A security flaw was found in the way foomatic-extract-text tool of foomatic, a comprehensive, spooler-independent database of printers, printer drivers, and driver descriptions, previously used to extract text from database and/or PPD files. A local attacker, with write privilege into the directory, the foomatic-extract-text tool was run by the victim from, could use this flaw to execute arbitrary code with the privileges of the user running the foomatic-extract-text tool.
This issue was found by Murray McAllister of Red Hat Security Response Team.

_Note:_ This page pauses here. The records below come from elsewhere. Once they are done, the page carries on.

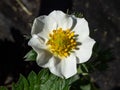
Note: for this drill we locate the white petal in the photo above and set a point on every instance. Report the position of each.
(81, 28)
(64, 68)
(43, 25)
(63, 20)
(85, 50)
(37, 42)
(69, 66)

This has been filed upstream: https://bugs.linuxfoundation.org/show_bug.cgi?id=1261
(In reply to Tomas Hoger from comment #6) > (In reply to Vasyl Kaigorodov from comment #5) > > With the above said, this bug should probably be CLOSED/NOTABUG. > > This may be perl-Encode flaw rather than foomatic. It may not be unexpected > given that perl @INC contains . by default (which is likely to never change > to anything safer). However, I'm not convinced notabug is correct > resolution. Wontfix may be more correct. > > If modules user require inside eval to load non-mandatory modules, we can > still address that when doing RPM packaging by having the other module RPM > required. In this case, it seems Encode::ConfigLocal is not expected to be > provided by any package. Looks like an insecure-by-default design. Upstream can't find the vuln code, neither can I, I have CVE reject'ed this, we may want to do a flaw for perl encode however it seems like a non issue. If no-one objects I'm closing this WONTIX, whether or not someone wants to chase this down in Perl Encode is up to them, I don't think it's a terribly efficient use of time.